Handling Big Data with HBase Part 1: Introduction

Posted on December 09, 2013 by Scott Leberknight

This is the first in a series of blogs that will introduce Apache HBase. This blog provides a brief introduction to HBase. In later blogs you will see how the the HBase shell can be used for quick and dirty data access via the command line, learn about the high-level architecture of HBase, learn the basics of the Java API, and learn how to live without SQL when designing HBase schemas.

In the past few years we have seen a veritable explosion in various ways to store and retrieve data. The so-called NoSql databases have been leading the charge and creating all these new persistence choices. These alternatives have, in large part, become more popular due to the rise of Big Data led by companies such as Google, Amazon, Twitter, and Facebook as they have amassed vast amounts of data that must be stored, queried, and analyzed. But more and more companies are collecting massive amounts of data and they need to be able to effectively use all that data to fuel their business. For example social networks all need to be able to analyze large social graphs of people and make recommendations for who to link to next, while almost every large website out there now has a recommendation engine that tries to suggest ever more things you might want to purchase. As these businesses collect more data, they need a way to be able to easily scale-up without needing to re-write entire systems.

Since the 1970s, relational database management systems (RDBMS) have dominated the data landscape. But as businesses collect, store and process more and more data, relational databases are harder and harder to scale. At first you might go from a single server to a master/slave setup, and add caching layers in front of the database to relieve load as more and more reads/writes hit the database. When performance of queries begins to degrade, usually the first thing to be dropped is indexes, followed quickly by denormalization to avoid joins as they become more costly. Later you might start to precompute (or materialize) the most costly queries so that queries then effectively become key lookups and perhaps distribute data in huge tables across multiple database shards. At this point if you step back, many of the key benefits of RDBMSs have been lost — referential integrity, ACID transactions, indexes, and so on. Of course, the scenario just described presumes you become very successful, very fast and need to handle more data with continually increasing data ingestion rates. In other words, you need to be the next Twitter.
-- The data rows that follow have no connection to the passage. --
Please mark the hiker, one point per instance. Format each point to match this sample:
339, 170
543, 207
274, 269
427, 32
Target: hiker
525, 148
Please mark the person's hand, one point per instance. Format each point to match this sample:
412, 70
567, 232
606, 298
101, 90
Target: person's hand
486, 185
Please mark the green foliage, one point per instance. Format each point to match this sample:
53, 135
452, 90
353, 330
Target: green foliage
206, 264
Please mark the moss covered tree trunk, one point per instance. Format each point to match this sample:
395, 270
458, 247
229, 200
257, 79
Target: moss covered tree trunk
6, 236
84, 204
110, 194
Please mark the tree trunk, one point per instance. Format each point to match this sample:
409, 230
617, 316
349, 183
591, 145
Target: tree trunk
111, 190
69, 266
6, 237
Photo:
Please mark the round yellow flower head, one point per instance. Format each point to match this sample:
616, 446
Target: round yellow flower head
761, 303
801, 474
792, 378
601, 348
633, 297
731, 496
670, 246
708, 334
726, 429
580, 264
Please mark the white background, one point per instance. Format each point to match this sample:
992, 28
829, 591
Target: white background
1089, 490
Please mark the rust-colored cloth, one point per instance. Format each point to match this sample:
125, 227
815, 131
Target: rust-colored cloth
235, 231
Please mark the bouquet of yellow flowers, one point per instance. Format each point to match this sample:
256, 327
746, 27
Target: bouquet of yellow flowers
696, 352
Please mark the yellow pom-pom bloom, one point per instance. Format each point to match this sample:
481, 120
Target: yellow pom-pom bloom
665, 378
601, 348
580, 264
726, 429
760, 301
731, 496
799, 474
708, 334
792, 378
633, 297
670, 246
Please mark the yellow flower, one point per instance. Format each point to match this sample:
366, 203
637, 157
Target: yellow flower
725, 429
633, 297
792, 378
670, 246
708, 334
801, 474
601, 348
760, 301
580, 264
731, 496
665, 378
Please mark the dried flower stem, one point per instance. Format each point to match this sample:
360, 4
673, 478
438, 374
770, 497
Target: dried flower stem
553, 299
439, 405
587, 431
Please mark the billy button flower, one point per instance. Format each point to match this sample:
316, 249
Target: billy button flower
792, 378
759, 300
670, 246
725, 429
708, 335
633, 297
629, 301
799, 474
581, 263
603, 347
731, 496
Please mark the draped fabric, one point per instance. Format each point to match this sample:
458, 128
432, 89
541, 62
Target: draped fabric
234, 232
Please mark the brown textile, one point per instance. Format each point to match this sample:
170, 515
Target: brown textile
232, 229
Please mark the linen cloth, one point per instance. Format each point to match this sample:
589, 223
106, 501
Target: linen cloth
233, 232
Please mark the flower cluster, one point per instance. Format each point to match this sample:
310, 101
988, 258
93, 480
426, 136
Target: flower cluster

Or do you? Maybe you are working on an environment monitoring project that will deploy a network of sensors around the world, and all these sensors will produce huge amounts of data. Or maybe you are working on DNA sequencing. If you know or think you are going to have massive data storage requirements where the number of rows run into the billions and number of columns potentially in the millions, you should consider alternative databases such as HBase. These new databases are designed from the ground-up to scale horizontally across clusters of commodity servers, as opposed to vertical scaling where you try to buy the next larger server (until there are no more bigger ones available anyway).

Enter HBase

HBase is a database that provides real-time, random read and write access to tables meant to store billions of rows and millions of columns. It is designed to run on a cluster of commodity servers and to automatically scale as more servers are added, while retaining the same performance. In addition, it is fault tolerant precisely because data is divided across servers in the cluster and stored in a redundant file system such as the Hadoop Distributed File System (HDFS). When (not if) servers fail, your data is safe, and the data is automatically re-balanced over the remaining servers until replacements are online. HBase is a strongly consistent data store; changes you make are immediately visible to all other clients.

HBase is modeled after Google's Bigtable, which was described in a paper written by Google in 2006 as a "sparse, distributed, persistent multi-dimensional sorted map." So if you are used to relational databases, then HBase will at first seem foreign. While it has the concept of tables, they are not like relational tables, nor does HBase support the typical RDBMS concepts of joins, indexes, ACID transactions, etc. But even though you give those features up, you automatically and transparently gain scalability and fault-tolerance. HBase can be described as a key-value store with automatic data versioning.

You can CRUD (create, read, update, and delete) data just as you would expect. You can also perform scans of HBase table rows, which are always stored in HBase tables in ascending sort order. When you scan through HBase tables, rows are always returned in order by row key. Each row consists of a unique, sorted row key (think primary key in RDBMS terms) and an arbitrary number of columns, each column residing in a column family and having one or more versioned values. Values are simply byte arrays, and it's up to the application to transform these byte arrays as necessary to display and store them. HBase does not attempt to hide this column-oriented data model from developers, and the Java APIs are decidedly more lower-level than other persistence APIs you might have worked with. For example, JPA (Java Persistence API) and even JDBC are much more abstracted than what you find in the HBase APIs. You are working with bare metal when dealing with HBase.

Conclusion to Part 1

In this introductory blog we've learned that HBase is a non-relational, strongly consistent, distributed key-value store with automatic data versioning. It is horizontally scaleable via adding additional servers to a cluster, and provides fault-tolerance so data is not lost when (not if) servers fail. We've also discussed a bit about how data is organized within HBase tables; specifically each row has a unique row key, some number of column families, and an arbitrary number of columns within a family. In the next blog, we'll take first steps with HBase by showing interaction via the HBase shell.